Die Fahrt zu Carmens Wohnung zog sich in Valerias Gefühl ewig hin. Immer wenn Carmen einen LKW überholte, ließ sie sich dabei extra Zeit. Nicht alle LKW-Fahrer bemerkten, was es in dem Auto zu geben gab, aber einige schon. Zwei oder drei hupten sogar, andere zeigten den Daumen hoch. Valeria zog sich die Beine an den Körper, um möglichst wenig von sich zu zeigen. Sie fühlte sich wie auf dem Präsentierteller.

Carmens Wohnung war in einer kleinen Seitenstraße nahe der Altstadt. Valeria war erleichtert, dass Carmen einen Parkplatz fast direkt vor dem Hauseingang fand. Als sie ausstiegen war Valeria froh, dass sie nur kurz nackt über den Bürgersteig musste und gleich ins Haus gehen konnte. In der Eile fiel es ihr nicht auf, dass die Taschen, in denen auch ihre Kleidung war, noch im Kofferraum geblieben waren. Carmen wohnte ganz oben im 4. Stock und es gab keinen Fahrstuhl. Sie musste also den ganzen Weg nach oben nackt die Treppe hoch gehen. Sie war jetzt schon seit Stunden nackt und den Tag davor auch schon lange, aber nackt zuhause oder am Strand war eine Sache. Aber splitternackt in einem fremden Treppenhaus etwas anderes.

Sie waren schon im 3. Stock und hatten es es fast geschafft, dass niemand sie gesehen hat, als dort plötzlich eine Tür aufging. Es war die neugierige alte Nachbarin, die direkt unter Carmen wohnte. Ihr Blick erfasste erst Ben, der vorging (unglaublich, dass er sich diesmal den exklusiven Blick auf Valerias Arsch entgehen ließ) und dann sah die nackte Valeria. Sie konnte kaum glauben was sie da sah und fand fast keine Worte, sie stammelte nur „Aber… das ist ja… Unverschämtheit!“. Carmen unterbrach sie mit einem extra freundlichen „Guten Tag Señora Riviera“. Sie schüttelte fassungslos den Kopf und verschwand wieder in ihrer Wohnung.

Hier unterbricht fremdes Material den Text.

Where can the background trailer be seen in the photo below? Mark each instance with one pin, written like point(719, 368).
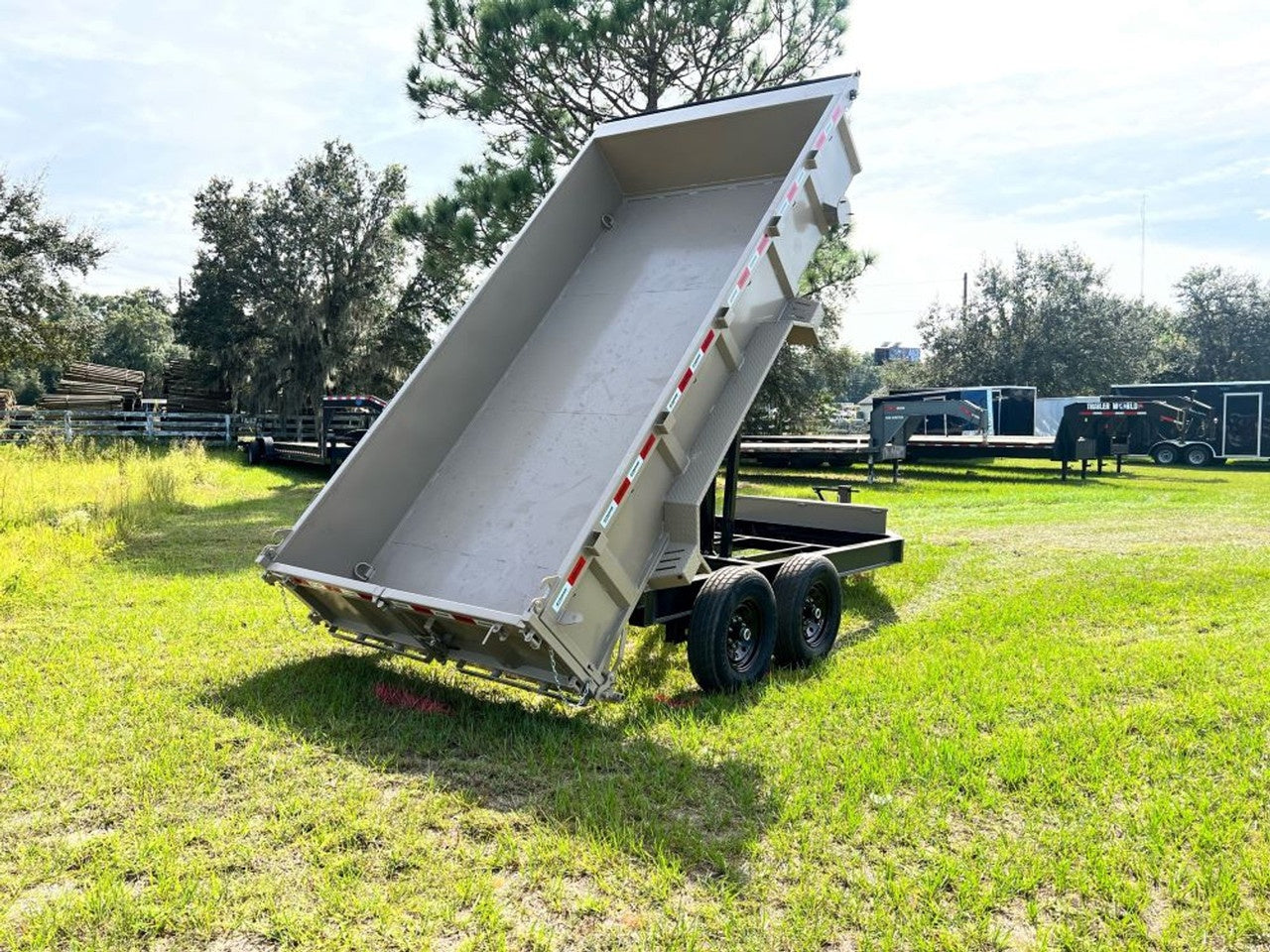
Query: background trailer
point(1008, 412)
point(1236, 426)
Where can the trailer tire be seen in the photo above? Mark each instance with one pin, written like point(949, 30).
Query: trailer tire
point(1198, 454)
point(808, 610)
point(733, 630)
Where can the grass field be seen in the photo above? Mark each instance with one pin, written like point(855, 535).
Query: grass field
point(1048, 729)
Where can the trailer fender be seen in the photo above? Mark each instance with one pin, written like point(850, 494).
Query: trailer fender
point(1166, 452)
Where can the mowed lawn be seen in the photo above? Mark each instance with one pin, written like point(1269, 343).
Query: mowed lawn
point(1048, 729)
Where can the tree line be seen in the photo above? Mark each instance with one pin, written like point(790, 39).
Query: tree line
point(330, 280)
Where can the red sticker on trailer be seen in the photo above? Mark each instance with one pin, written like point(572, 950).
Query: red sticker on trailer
point(621, 490)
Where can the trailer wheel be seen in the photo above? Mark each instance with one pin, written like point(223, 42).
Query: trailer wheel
point(808, 610)
point(733, 630)
point(1198, 454)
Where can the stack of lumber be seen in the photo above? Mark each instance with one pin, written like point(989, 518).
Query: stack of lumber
point(186, 390)
point(95, 386)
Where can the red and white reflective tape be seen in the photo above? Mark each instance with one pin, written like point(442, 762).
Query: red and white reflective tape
point(691, 370)
point(570, 583)
point(631, 472)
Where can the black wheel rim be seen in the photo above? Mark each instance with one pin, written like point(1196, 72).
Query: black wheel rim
point(816, 616)
point(743, 636)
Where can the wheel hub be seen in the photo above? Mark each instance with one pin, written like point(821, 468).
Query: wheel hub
point(816, 621)
point(742, 639)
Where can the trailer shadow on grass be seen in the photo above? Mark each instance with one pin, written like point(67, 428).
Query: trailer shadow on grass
point(594, 778)
point(216, 538)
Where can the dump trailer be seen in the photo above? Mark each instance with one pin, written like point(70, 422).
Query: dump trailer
point(549, 472)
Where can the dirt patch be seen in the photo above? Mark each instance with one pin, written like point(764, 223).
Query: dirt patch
point(241, 943)
point(35, 898)
point(1014, 925)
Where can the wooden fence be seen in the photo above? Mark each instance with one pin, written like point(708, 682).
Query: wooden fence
point(21, 424)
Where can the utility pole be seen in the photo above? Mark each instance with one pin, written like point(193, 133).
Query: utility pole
point(1142, 255)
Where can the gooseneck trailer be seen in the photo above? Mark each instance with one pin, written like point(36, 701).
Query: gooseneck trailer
point(1237, 425)
point(548, 472)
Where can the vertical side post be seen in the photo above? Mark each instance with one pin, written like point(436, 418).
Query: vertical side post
point(707, 518)
point(729, 498)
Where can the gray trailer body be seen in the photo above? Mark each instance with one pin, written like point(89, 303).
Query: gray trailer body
point(547, 462)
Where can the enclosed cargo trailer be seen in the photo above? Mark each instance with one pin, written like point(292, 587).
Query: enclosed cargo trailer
point(1236, 428)
point(550, 467)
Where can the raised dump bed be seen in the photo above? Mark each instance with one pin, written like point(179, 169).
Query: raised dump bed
point(541, 475)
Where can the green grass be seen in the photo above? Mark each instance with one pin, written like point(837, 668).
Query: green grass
point(1048, 729)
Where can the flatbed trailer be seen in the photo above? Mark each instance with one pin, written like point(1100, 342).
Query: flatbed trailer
point(844, 449)
point(549, 472)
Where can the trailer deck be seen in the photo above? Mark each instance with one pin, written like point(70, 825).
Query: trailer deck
point(844, 449)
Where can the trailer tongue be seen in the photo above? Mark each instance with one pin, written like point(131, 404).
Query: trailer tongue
point(550, 467)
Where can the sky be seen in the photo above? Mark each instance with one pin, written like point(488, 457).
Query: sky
point(983, 126)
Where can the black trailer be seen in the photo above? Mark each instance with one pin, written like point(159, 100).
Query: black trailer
point(1116, 426)
point(1008, 411)
point(340, 425)
point(1236, 426)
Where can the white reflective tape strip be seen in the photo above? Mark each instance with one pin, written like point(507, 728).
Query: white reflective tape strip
point(608, 515)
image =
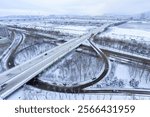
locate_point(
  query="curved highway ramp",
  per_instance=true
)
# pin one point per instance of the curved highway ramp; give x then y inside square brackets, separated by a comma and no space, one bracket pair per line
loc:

Valeria hätte das eigentlich unglaublich peinlich sein müssen, zu ihrer eigenen Verwunderung fand sie die Situation aber einfach nur amüsant.

Oben in der Wohnung schlug Carmen vor, dass sie jetzt erst mal alle hintereinander duschen sollten und holte ein paar frische Handtücher raus. Valeria schickte sie als erste in die Dusche. Sie macht sich nicht die Mühe die Tür hinter sich zu schließen. Was hatte sie noch zu verbergen. Als sie aus der Dusche kam und sich nach dem Abtrocknen das Handtuch aus Gewohnheit um den Körper schlug (sie fragte sich, warum sie das ausgerechnet gestern nicht getan hatte) kam Carmen rein während sie noch vor dem Spiegel stand und ihre Haare richtete. Carmen zog ihr das Handtuch weg und schüttelte grinsend den Kopf.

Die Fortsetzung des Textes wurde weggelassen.